By Jay Meisel | Highlands Today on February 28, 2014—
“Years ago, before she was elected Highlands County sheriff, Susan Benton was part of a joint operation doing surveillance on a farm.
They had received information that workers were being brought in from Mexico or other countries as farm workers and then being kept essentially as virtual slaves. The workers received a salary, but it never paid for what they were charged for food and lodging, Benton said Thursday.
“In essence they were making no money,” she said. “They couldn’t come and go as they pleased. They were in servitude.”
The investigation and resulting arrests of farm crew leaders has been Highlands County’s most significant incident of human trafficking.
Since then, there’s been no comparable incidents, but Benton said her office has received intelligence that human trafficking continues to go on behind the scenes. Partly because of the belief that it exists, Benton said, her office recently started a campaign to increase awareness of the crime.
Deputies have posted signs at hospitals and doctor’s office, some in just Spanish, that ask people aware of the problem to call authorities, said Capt. Jeff Barfield, who is in charge of the patrol division.
Barfield said so far they’ve distributed more than 20 posters, mostly to doctor’s office and hospitals. Now they’ve begun to ask convenience stores to display the posters.
Materials used by the sheriff’s office for training define human trafficking as “a form of modern-day slavery.”
It “involves the exploitation of persons for the commercial sex or forced labor,” the materials say.
In a letter Benton is sending to recipients of the posters, she said, “Worldwide there are an estimated 27 million people enslaved in human trafficking both through sex and labor activities. Of these, women and girls together count for as much as 75 percent of all trafficking victims globally.”
Benton said her office has received intelligence that women were being transported to Highlands County for prostitution purposes, possibly involving migrant workers.
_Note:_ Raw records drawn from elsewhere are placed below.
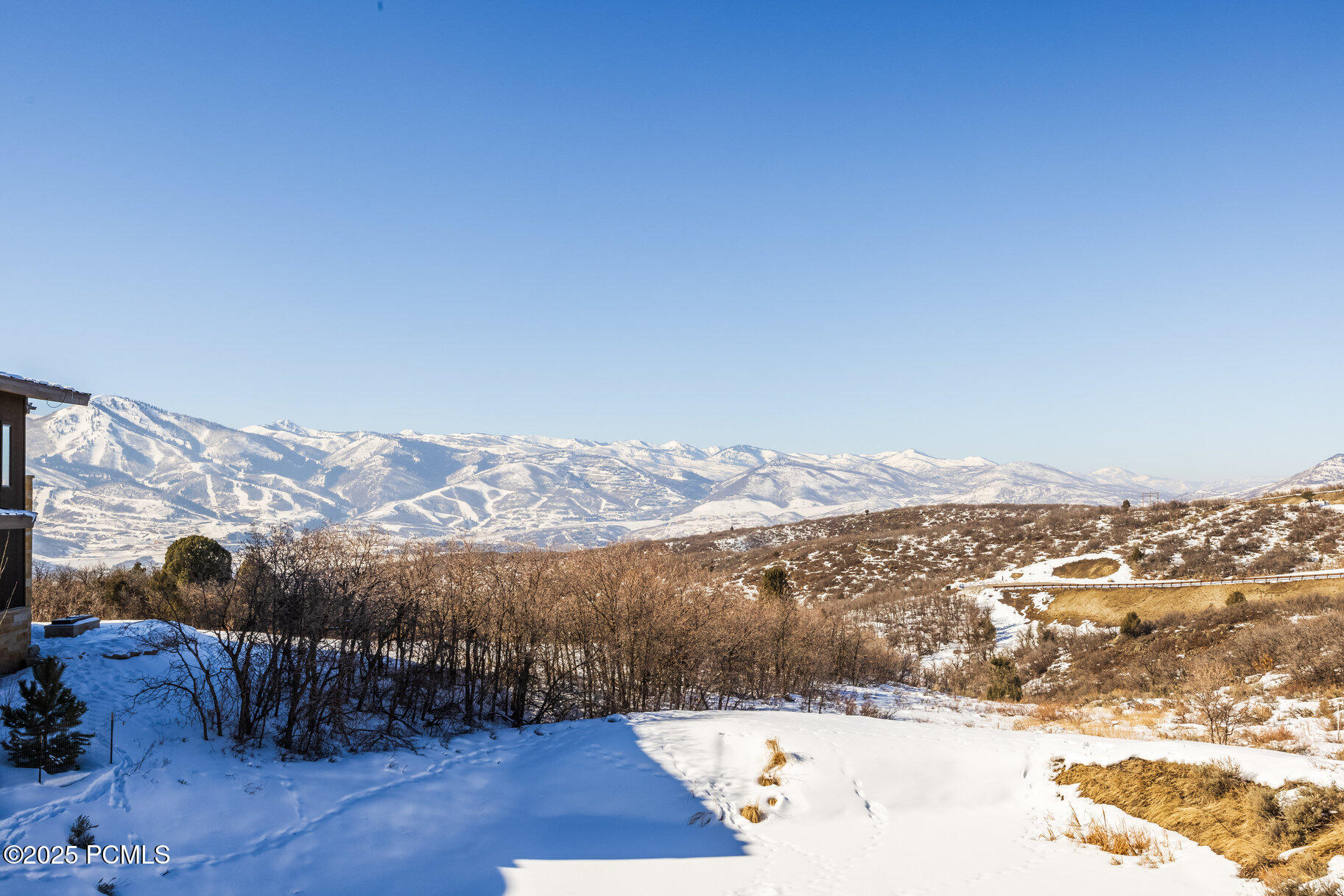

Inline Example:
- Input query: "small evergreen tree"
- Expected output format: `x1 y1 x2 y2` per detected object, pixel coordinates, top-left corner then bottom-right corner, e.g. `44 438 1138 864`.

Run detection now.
0 657 93 780
985 655 1021 702
761 567 789 601
66 816 98 849
164 535 234 582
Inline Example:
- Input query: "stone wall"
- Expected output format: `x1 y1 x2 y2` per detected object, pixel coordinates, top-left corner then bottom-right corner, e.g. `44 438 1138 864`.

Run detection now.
0 607 32 674
0 476 32 674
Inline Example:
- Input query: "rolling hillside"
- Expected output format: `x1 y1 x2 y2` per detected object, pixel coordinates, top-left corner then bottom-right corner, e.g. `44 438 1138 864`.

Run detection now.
28 396 1268 563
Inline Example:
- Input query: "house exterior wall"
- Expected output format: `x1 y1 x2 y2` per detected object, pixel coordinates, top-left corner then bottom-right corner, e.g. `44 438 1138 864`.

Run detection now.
0 392 32 673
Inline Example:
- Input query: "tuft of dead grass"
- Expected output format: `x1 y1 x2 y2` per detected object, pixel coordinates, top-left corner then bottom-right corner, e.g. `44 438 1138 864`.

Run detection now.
1055 759 1344 888
1046 811 1172 865
1041 579 1344 626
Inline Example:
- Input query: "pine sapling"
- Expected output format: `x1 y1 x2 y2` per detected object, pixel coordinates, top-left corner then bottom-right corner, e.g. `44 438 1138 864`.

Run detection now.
0 657 93 780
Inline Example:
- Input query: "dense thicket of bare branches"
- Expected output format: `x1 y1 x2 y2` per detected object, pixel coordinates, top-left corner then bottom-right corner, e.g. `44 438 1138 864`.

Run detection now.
113 528 915 755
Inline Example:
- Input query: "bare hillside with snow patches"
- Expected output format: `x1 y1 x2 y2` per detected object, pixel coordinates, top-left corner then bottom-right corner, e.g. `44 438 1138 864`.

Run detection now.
28 396 1268 563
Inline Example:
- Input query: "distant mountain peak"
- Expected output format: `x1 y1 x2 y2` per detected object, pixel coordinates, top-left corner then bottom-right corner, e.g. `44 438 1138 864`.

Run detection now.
28 395 1274 563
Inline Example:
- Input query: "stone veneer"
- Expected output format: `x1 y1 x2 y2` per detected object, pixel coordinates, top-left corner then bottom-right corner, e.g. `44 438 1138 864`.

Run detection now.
0 607 32 674
0 476 32 674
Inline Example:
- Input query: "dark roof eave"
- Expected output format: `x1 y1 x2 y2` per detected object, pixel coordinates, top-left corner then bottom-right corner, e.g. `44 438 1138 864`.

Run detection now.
0 510 38 532
0 373 88 404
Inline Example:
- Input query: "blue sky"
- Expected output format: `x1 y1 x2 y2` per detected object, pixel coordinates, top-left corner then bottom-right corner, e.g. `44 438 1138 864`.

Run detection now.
0 0 1344 479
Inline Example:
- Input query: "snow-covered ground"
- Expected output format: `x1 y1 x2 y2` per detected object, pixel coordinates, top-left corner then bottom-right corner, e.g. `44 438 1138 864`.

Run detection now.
0 624 1344 896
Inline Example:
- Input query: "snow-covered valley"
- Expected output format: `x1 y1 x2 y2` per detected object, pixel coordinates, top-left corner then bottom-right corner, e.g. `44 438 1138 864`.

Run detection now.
28 396 1258 563
0 624 1301 896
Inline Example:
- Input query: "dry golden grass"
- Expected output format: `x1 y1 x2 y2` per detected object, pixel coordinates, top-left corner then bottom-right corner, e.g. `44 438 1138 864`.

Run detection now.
1043 579 1344 624
1052 557 1119 579
1046 811 1172 865
1056 759 1344 886
1256 489 1344 504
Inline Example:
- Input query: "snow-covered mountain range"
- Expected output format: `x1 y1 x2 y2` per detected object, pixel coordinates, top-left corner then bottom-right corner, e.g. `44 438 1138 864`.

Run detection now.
1253 454 1344 494
28 395 1259 563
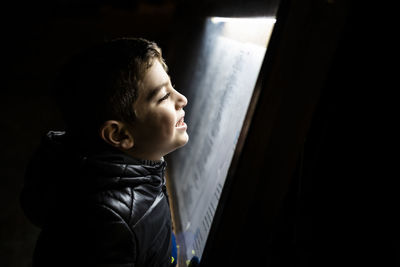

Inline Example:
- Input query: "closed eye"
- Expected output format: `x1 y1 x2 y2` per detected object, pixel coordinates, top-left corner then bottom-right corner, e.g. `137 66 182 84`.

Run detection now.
158 93 171 103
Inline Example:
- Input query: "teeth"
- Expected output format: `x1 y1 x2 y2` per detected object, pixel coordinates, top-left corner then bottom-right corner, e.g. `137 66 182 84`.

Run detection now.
176 118 184 127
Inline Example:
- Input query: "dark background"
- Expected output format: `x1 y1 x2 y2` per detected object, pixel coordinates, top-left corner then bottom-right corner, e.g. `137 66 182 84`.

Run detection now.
0 0 394 266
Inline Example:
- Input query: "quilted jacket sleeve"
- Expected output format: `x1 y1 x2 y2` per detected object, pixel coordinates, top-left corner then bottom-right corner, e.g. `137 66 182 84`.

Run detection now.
83 204 137 267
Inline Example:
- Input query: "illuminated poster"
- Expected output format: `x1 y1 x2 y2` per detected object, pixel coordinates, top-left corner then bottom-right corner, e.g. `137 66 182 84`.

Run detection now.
170 18 275 266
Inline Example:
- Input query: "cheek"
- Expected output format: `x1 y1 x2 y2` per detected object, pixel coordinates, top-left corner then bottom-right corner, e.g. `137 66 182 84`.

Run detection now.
153 109 176 138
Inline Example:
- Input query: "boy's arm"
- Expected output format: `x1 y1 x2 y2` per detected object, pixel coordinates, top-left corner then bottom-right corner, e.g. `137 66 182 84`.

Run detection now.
82 205 137 267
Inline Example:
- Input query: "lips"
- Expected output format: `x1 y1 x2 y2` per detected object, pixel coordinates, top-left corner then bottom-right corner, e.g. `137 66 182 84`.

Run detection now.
175 117 185 127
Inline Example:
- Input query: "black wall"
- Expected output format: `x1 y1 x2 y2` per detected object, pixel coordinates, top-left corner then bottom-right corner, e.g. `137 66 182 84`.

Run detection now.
0 1 394 266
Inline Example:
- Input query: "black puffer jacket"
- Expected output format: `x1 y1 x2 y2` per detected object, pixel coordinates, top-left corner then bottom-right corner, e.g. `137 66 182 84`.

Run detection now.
21 132 172 266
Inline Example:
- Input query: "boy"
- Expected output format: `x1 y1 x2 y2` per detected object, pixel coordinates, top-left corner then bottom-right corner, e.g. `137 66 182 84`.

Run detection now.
21 38 188 266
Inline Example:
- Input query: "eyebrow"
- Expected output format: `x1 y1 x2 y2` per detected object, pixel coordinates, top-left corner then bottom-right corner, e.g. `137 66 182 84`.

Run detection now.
146 79 170 101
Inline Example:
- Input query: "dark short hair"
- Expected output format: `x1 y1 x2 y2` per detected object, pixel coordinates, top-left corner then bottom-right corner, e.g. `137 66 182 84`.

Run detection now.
54 38 167 140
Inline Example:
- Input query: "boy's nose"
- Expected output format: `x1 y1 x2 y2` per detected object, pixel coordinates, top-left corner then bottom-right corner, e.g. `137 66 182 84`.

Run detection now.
176 92 188 109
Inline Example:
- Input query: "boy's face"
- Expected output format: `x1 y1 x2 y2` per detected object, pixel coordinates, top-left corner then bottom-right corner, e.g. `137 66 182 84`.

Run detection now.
131 60 189 160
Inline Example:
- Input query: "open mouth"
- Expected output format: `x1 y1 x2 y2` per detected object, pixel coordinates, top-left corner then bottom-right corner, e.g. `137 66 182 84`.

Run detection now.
175 117 185 127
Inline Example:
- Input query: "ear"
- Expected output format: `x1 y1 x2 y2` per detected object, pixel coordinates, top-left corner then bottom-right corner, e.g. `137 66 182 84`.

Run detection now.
100 120 135 150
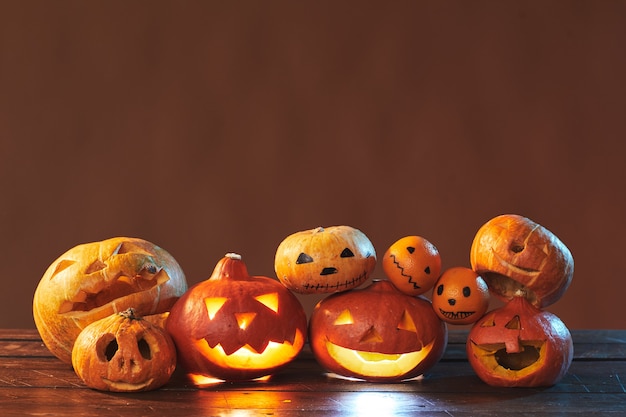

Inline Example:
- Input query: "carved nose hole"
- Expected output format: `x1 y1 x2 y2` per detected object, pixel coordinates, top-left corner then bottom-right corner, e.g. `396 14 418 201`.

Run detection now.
104 339 119 362
137 338 152 360
511 243 524 253
504 316 522 330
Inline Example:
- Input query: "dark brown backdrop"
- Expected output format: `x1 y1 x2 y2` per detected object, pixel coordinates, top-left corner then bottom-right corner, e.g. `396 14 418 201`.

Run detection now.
0 0 626 328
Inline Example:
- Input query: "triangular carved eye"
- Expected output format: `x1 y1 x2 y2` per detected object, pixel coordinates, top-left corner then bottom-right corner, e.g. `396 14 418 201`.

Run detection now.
235 313 256 330
254 292 278 313
504 316 522 330
50 259 76 279
334 309 354 326
339 248 354 258
204 297 228 320
296 252 313 265
359 326 383 343
480 315 496 327
398 310 417 333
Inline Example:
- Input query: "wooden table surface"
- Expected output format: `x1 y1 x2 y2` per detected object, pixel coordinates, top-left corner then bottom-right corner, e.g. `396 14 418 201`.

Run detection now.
0 330 626 417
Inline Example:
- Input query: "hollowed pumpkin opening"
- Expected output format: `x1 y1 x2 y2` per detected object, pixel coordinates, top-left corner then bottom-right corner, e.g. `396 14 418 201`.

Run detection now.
471 341 545 378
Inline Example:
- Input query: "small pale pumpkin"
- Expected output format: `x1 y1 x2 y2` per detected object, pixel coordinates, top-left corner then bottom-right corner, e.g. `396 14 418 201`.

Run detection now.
274 226 376 294
72 309 176 392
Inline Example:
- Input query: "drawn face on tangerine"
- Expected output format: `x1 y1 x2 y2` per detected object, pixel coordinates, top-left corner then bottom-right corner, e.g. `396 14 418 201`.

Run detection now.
383 236 441 296
432 267 489 324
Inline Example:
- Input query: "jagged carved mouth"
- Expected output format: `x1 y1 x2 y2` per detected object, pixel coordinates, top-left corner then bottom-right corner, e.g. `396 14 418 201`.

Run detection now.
102 378 154 392
304 271 367 291
58 268 170 315
472 341 544 371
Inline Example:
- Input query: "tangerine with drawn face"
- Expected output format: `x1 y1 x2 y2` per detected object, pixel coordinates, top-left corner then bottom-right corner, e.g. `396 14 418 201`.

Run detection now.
470 214 574 308
432 266 489 325
33 237 187 363
383 236 441 296
309 280 447 381
274 226 376 294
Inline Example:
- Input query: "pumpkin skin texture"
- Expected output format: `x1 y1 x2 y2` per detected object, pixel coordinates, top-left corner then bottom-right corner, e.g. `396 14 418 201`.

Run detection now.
166 254 307 386
466 296 574 387
431 266 489 325
383 236 441 296
470 214 574 308
72 309 176 392
274 226 376 294
33 237 187 363
309 280 448 382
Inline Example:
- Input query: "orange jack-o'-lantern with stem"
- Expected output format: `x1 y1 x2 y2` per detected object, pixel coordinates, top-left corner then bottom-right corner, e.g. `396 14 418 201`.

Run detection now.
309 280 447 381
466 294 573 387
166 254 307 385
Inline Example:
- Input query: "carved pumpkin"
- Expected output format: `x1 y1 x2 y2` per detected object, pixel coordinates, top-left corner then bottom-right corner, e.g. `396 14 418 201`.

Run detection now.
72 309 176 392
309 280 448 381
466 296 573 387
166 254 307 385
432 266 489 325
470 214 574 308
33 237 187 363
383 236 441 295
274 226 376 294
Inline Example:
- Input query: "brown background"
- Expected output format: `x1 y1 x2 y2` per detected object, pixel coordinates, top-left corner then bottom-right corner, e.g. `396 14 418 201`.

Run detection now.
0 0 626 328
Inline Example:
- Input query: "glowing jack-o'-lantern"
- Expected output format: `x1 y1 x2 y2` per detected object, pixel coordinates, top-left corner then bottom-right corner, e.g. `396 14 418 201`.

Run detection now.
33 237 187 363
72 309 176 392
274 226 376 293
466 296 573 387
166 254 307 385
432 266 489 324
309 280 447 381
470 214 574 308
383 236 441 295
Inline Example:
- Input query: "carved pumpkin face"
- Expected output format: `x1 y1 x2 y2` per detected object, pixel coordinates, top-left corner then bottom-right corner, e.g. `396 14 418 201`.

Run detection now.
432 266 489 324
470 214 574 308
166 254 307 385
383 236 441 295
466 297 573 387
309 281 447 381
274 226 376 293
72 309 176 392
33 238 187 363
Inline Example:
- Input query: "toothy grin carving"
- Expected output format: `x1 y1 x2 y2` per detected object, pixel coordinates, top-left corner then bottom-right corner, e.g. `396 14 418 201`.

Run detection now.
304 268 367 292
59 265 169 314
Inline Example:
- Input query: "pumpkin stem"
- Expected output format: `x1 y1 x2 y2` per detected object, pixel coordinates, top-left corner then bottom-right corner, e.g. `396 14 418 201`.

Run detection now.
118 307 141 320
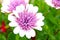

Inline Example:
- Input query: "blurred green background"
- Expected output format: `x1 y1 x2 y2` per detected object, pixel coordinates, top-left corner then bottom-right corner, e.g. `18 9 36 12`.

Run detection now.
0 0 60 40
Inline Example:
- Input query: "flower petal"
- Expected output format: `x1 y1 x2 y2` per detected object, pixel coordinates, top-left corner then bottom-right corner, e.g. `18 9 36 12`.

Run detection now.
13 27 20 34
16 4 25 13
24 0 29 4
1 6 9 13
26 29 36 39
26 4 38 13
36 13 44 21
8 14 16 21
19 29 26 37
34 26 42 31
9 21 18 27
36 20 44 27
45 0 54 7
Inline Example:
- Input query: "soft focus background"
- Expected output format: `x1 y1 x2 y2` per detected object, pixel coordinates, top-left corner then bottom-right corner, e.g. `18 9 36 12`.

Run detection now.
0 0 60 40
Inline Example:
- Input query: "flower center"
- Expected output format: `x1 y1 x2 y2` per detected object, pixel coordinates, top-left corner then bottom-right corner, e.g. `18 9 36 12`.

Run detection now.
52 0 60 7
16 12 37 30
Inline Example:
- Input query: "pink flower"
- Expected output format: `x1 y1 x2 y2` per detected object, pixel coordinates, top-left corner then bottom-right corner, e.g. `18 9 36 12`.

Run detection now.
45 0 60 9
8 4 44 38
1 0 29 13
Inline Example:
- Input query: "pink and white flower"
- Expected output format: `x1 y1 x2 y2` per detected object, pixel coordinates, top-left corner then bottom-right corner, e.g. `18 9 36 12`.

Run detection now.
1 0 29 13
8 4 44 39
45 0 60 9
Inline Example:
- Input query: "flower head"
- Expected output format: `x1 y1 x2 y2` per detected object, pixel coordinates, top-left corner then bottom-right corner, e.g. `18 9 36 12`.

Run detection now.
45 0 60 9
1 0 29 13
0 0 3 4
8 4 44 38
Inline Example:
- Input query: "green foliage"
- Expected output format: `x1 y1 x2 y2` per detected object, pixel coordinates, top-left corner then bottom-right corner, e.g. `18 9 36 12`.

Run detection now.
0 0 60 40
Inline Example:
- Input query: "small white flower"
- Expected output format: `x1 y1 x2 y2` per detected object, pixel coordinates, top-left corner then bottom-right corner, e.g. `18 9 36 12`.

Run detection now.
45 0 60 9
8 4 44 39
1 0 29 13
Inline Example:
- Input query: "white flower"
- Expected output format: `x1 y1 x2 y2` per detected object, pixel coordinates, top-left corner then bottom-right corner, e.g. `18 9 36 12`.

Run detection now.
8 4 44 38
1 0 29 13
45 0 60 9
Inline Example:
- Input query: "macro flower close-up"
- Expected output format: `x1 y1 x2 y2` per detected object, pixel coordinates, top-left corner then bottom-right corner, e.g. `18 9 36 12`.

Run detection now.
45 0 60 9
0 0 60 40
8 4 44 39
1 0 29 13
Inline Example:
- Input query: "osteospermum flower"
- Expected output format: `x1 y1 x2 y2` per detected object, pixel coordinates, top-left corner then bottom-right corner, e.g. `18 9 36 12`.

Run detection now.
8 4 44 38
1 0 29 13
45 0 60 9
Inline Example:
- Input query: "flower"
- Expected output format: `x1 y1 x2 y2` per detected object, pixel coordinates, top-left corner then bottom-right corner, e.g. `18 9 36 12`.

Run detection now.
8 4 44 39
45 0 60 9
0 21 6 32
0 0 3 4
1 0 29 13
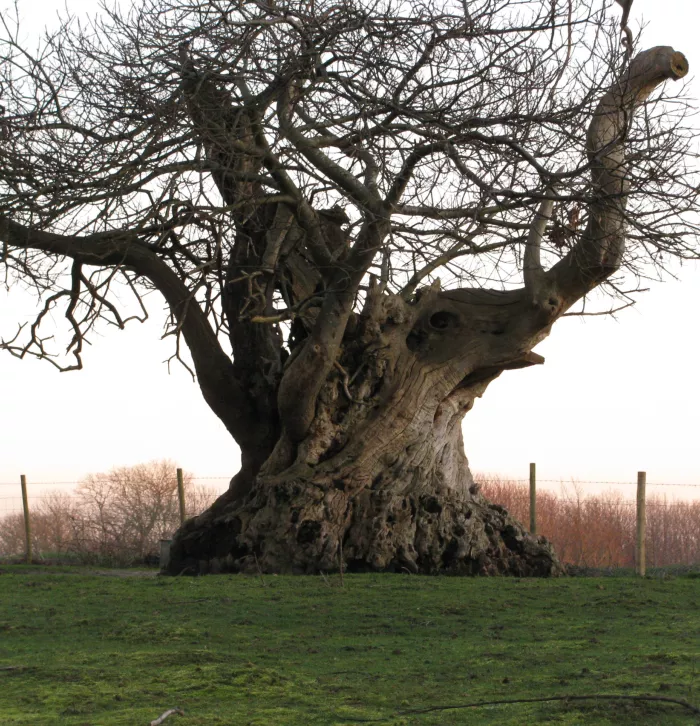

“We’ve never been able to make a case,” based on that information, she said.
Barfield said one of the major problems is that victims are afraid to come forward for fear of being deported. However, in the trafficking case a few years back, an apparent exception, authorities became aware of it because a worker escaped and contacted them, Benton said.
That’s why the sheriff’s office tries to educate people that, “We’re not interested in their status,” she said.
Some victims also don’t report it, she said, because they’re afraid the authorities here are corrupt like some in their countries, she said.
Benton said a federal program allows victims of crimes who have cooperated with authorities a path that allows them to stay in the country legally. In the past most of the people helped by the program were victims of domestic violence, she said, but added, it could easily apply to victims of human trafficking. Benton said she has to sign a form stating that the person is a crime victim and that they are providing information to law enforcement.
Generally, Benton said, human trafficking occurs in communities with a large number of people of one nationality or an ethnic group. That situation is most prevalent in agriculture in Highlands County, she said.
In some larger communities, there’s been evidence of human trafficking at motels where many of the employees are part of one ethnic group, she said. That’s not been the case in Highlands County, she said.”